Weil´s nicht einfach „nur“ eine Lehre ist

(c) Mario Derntl
Mario Derntl tritt für eine Attraktivierung von Lehrberufen ein.

Trotz der Coronakrise werden rund 10.000 Lehrlinge in Österreich gesucht. Bis zum Jahr 2030 sollen eine halbe Million Facharbeiter:innen fehlen, so die Prognosen. Eine von der Initiative zukunft.lehre.österreich. (z.l.ö.) in Auftrag gegebene Studie zeigt: Knapp ein Drittel der Lehrbetriebe ist besorgt, nicht ausreichend Lehrstellenbewerbungen von geeigneten Kandidat:innen zu erhalten. Die Lehre attraktiver zu machen, ist ein wichtiger Baustein, um dem Fachkräftemangel entgegenzuwirken. Wie das gelingen kann, erklärt z.l.ö.-Geschäftsführer Mario Derntl.

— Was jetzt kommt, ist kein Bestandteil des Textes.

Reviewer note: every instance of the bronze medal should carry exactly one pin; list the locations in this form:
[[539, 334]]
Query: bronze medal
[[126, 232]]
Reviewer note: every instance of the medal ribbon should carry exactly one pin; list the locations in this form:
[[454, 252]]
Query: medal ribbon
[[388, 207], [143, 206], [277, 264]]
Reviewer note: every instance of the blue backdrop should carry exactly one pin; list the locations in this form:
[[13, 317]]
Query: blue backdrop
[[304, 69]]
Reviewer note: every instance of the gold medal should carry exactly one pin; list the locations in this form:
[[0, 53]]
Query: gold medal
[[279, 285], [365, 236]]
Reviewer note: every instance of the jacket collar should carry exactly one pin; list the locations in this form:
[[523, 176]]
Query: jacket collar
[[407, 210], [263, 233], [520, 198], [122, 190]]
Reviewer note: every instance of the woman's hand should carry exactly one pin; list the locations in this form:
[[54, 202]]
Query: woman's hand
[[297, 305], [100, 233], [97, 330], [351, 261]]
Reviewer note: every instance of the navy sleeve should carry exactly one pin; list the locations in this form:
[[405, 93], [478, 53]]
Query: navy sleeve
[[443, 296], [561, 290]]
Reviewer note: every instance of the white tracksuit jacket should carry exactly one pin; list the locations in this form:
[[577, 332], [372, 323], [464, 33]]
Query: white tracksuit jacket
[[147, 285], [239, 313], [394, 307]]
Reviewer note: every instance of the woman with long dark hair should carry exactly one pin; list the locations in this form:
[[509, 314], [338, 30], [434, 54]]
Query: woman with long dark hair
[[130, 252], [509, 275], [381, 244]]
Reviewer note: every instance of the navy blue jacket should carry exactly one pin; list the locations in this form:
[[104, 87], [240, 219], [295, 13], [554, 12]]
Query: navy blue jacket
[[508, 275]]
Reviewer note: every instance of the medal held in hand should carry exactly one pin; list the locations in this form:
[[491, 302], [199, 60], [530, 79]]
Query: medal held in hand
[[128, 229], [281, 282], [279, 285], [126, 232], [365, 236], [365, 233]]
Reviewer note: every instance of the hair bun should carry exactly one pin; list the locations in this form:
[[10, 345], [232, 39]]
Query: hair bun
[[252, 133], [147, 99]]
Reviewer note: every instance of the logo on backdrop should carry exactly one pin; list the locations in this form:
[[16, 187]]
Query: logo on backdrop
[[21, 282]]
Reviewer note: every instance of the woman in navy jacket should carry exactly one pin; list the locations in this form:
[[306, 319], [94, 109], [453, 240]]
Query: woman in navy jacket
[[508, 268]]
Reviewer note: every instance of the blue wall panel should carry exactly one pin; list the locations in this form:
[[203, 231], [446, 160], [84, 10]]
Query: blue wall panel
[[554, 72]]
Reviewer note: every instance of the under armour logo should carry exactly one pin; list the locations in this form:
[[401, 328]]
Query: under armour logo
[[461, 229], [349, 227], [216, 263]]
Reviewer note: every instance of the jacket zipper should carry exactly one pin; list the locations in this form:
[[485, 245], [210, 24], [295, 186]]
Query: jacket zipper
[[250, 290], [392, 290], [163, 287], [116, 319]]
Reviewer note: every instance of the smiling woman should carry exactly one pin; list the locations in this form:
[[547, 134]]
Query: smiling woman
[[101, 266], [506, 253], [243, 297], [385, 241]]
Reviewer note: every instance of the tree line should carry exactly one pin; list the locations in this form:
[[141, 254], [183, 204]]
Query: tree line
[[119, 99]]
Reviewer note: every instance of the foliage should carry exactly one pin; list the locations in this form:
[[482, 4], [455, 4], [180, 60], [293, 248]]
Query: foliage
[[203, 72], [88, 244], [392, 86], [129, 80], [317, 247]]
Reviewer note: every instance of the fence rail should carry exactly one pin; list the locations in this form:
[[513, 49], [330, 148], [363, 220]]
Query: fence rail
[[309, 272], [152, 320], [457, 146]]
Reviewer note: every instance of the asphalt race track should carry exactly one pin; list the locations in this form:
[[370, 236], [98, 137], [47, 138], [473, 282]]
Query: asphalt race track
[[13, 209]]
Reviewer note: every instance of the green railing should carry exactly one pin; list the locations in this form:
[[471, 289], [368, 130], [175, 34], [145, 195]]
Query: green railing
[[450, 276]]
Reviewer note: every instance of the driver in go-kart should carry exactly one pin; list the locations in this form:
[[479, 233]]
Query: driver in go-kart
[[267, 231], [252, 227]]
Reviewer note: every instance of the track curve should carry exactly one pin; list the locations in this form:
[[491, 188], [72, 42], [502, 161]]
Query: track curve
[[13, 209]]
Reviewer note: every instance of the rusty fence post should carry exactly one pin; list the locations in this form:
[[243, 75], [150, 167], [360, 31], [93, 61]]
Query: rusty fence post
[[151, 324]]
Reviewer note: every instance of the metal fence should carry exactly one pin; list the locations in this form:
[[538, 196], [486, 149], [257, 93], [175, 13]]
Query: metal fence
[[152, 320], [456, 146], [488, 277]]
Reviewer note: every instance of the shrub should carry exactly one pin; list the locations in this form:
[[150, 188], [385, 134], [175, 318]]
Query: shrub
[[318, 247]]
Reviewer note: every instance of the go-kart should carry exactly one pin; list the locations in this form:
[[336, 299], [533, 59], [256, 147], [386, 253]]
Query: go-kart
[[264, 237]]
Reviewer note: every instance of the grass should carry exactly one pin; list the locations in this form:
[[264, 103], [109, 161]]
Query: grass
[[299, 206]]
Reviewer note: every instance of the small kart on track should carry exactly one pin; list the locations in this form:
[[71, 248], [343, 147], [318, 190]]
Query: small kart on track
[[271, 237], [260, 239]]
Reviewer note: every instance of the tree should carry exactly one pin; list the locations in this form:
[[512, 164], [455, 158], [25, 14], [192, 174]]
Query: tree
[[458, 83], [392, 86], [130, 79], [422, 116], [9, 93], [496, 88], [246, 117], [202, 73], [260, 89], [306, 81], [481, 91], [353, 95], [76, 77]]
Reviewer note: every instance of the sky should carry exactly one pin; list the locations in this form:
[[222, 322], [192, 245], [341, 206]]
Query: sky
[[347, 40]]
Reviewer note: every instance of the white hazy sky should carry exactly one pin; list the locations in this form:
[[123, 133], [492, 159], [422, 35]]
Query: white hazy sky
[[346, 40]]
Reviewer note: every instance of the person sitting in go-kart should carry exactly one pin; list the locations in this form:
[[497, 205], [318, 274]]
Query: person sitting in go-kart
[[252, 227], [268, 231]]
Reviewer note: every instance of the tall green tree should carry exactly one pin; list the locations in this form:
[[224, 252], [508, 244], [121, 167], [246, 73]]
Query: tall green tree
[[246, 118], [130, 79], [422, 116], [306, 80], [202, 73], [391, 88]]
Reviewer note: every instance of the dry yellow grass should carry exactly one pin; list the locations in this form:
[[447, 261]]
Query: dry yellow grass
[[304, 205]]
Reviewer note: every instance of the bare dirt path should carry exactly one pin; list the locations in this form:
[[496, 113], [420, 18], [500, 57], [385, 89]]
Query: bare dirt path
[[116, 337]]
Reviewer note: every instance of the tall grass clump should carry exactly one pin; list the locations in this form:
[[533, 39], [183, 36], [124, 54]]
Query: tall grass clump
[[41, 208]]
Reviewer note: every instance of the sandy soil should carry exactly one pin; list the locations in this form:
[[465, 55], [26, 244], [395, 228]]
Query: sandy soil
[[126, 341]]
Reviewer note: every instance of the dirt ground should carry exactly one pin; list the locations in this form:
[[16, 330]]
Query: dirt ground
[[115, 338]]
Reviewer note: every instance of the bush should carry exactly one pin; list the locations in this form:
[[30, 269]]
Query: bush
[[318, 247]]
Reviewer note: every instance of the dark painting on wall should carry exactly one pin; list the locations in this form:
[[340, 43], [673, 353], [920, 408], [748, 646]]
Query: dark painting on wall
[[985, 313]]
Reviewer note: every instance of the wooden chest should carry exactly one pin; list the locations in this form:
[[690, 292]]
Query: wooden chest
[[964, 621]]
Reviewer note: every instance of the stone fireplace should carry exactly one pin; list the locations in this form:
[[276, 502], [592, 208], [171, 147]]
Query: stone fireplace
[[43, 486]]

Wo steht die Lehre aktuell?

Mario Derntl: Die Lehre ist eine hochwertige Ausbildung. Das duale Konzept, also das Zusammenspiel aus praktischer Ausbildung im Lehrbetrieb und theoretischer Ausbildung in der Berufsschule, wird europaweit bewundert. Die Lehre ist also auf dem richtigen Weg. Aber natürlich gibt es auch Herausforderungen – besonders in Bezug auf das Image. Das betrifft den urbanen Raum deutlich mehr als die ländlichen Regionen.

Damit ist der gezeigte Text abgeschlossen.